Noshir Contractor, Northwestern University, a moderator of the panel on this topic, pointed out that the phrase “multilevel, high-dimensional, evolving, and emerging networks” is a descriptive way of characterizing the social networks that have come to be represented by the term “big data.” He added that the latter term itself is evolving. Initially, he said, the challenges of big data were referred to as the three V’s: volume, velocity, and variety. Now, he explained, researchers have added four more: variability, veracity, visualization, and value. The presentations in this panel examined the advances in and strategies for analysis of networks in which the data involved have these qualities.
Hsinchun Chen, University of Arizona, addressed the topic of “dark networks,” a term that refers to illegal and covert networks. His work on dark networks has encompassed gang and narcotic networks, extremist and terrorist networks, and computer hackers. He noted that he has examined these networks from a data science perspective, drawing on data and text mining and visualization tools, particularly in a multilingual context.
Chen’s initial work in this area led to the development of a crime information-sharing and data mining tool known as COPLINK. He explained that this tool draws on millions of records from multiple databases containing both some structured data, such as those from police reports, and unstructured data. He pointed out that even with structured data, false identities are possible. Accordingly, he said, instead of relying on single
points of information, the tool draws inferences from relations and multiple reports of similar relations, and not just among people but also between people and locations, vehicles, dates, and so on.

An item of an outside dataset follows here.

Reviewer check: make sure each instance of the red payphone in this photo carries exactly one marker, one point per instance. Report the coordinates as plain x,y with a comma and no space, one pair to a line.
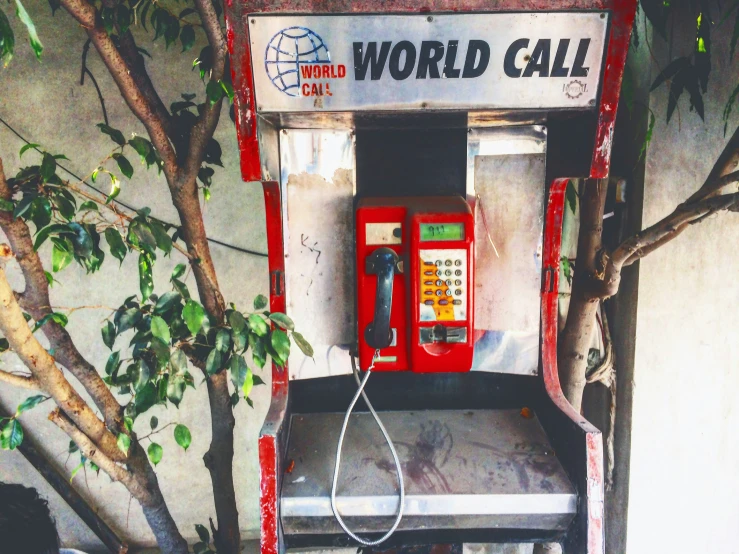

Chen provided the example of an application used in border crossing situations, which he characterized as a high-risk vehicle identification system. The system, he said, collects cross-jurisdictional information from multiple databases. A license plate reader captures a vehicle’s license plate information and within seconds, the data mining tool generates associations between the license plate and other types of information, such as the vehicle’s owner and other Department of Motor Vehicles information, police records, and the context of the crossing (e.g., day, time, other vehicles). From these associations or the absence of associations, Chen explained, the tool predicts whether a particular vehicle crossing is benign or at high risk of narcotic activity.
Chen noted that similar data mining techniques have been used in another project to examine terrorist networks and recruiting efforts through social media. In this case, the amount of information is vast (terabytes), but the challenge is that it resides on the dark web, a term referring to Internet sites that cannot be accessed by standard search engines, are encrypted, and can be accessed only by special software. According to Chen, this situation represents a different type of data collection in which all the available information must be collected at once and then stored prior to analysis. He explained that the analysis of these online communications draws on linguistic theories. The project, he elaborated, developed writing signatures for different authors, or “writeprints” (akin to fingerprints), that make it possible to follow an author across different forums even if the person uses different screen names. Chen added that developing these signatures was not an easy task given that writing features (e.g., syntactic and lexical features) had to be analyzed for multiple languages, including Arabic, English, French, German, and Russian. Once the signatures had been developed, he explained, authors with similar messages were identified, and a model of relationships was created. According to Chen, the analysis and tools resulting from this project proved useful for identifying members of terrorist networks who were overt—for example, already appearing on police records for some reason. “Smarter” members, he said, could not be identified by computer analysis alone; human insight was needed.
Chen’s data techniques were applied more recently to cybersecurity issues (e.g., computer hackers stealing credit card information). In this project, he explained, the object is not only to identify the hackers but also to identify the product or source code involved. But even when searching for computer codes, he said, the process of drawing associations and linking features is important to identifying high-risk subjects. He noted that people who specialize in bank exploits also specialize in cryptology that
can be used in ransomware. He added that this project has developed tools with which to search the dark web and online forums for exploitive source codes, tutorials on creating malicious documents, and malware attachments. The malware attachments, he said, indicate the expertise that was needed to create the malware, pointing to particular specialists.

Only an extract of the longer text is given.